Neden öyleyse matemlerle eyyâmın perişandır,
Niçin bir katrecik göğsünde bir umman huruşandır?

Hayır matem senin hakkın değil, matem benim hakkım;
Asırlar var ki aydınlık nedir hiç bilmez afakım.

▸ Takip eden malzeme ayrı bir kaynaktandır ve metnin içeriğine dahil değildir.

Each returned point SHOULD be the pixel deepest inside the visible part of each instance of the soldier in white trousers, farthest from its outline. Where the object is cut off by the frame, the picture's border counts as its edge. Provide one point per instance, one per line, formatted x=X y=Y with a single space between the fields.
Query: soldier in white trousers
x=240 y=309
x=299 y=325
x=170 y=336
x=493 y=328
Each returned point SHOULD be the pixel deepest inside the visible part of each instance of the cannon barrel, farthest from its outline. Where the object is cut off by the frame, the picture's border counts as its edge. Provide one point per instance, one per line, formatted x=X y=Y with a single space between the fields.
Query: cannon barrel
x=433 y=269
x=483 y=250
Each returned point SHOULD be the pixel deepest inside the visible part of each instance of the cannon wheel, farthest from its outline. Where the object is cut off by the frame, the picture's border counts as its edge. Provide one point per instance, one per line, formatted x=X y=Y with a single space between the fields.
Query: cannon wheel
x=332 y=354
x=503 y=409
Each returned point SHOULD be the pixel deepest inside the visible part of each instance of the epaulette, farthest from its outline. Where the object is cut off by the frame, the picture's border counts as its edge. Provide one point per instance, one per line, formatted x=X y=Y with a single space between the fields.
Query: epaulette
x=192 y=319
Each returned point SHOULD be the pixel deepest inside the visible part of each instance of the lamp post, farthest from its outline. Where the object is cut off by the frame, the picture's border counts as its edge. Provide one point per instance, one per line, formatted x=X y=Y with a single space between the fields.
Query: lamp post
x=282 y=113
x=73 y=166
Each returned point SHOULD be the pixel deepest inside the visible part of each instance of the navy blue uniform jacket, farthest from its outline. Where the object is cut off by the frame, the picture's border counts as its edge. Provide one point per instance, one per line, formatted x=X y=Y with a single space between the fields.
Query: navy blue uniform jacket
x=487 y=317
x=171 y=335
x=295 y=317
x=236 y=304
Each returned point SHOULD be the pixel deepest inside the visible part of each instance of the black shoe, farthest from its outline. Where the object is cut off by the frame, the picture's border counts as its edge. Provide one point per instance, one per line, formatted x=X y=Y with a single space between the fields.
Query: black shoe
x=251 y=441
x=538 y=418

Teselliden nasibim yok, hazan ağlar baharımda
Bugün bir hanumansız serseriyim öz diyarımda.

Ne hüsrandır ki: Şark'ın ben vefâsız, kansız evlâdı,
Serapa Garba çiğnettim de çıktım hâk-i ecdâdı!

Hayalimden geçerken şimdi, fikrim herc ü merc oldu,
Salahaddin-i Eyyubi'lerin, Fatih'lerin yurdu.

Ne zillettir ki: nâkûs inlesin beyninde Osman'ın;
Ezan sussun, fezâlardan silinsin yâdı Mevlâ'nın!

Ne hicrandır ki: en şevketli bir mâzi serâp olsun;
O kudretler, o satvetler harâb olsun, türâb olsun!

Çökük bir kubbe kalsın ma'bedinden Yıldırım Hân'ın;
Şenâatlerle çiğnensin muazzam Kabri Orhan'ın!

Ne heybettir ki: vahdet-gâhı dînin devrilip, taş taş,
Sürünsün şimdi milyonlarca me'vâsız kalan dindaş!

Yıkılmış hânmânlar yerde işkenceyle kıvransın;
Serilmiş gövdeler, binlerce, yüz binlerce doğransın!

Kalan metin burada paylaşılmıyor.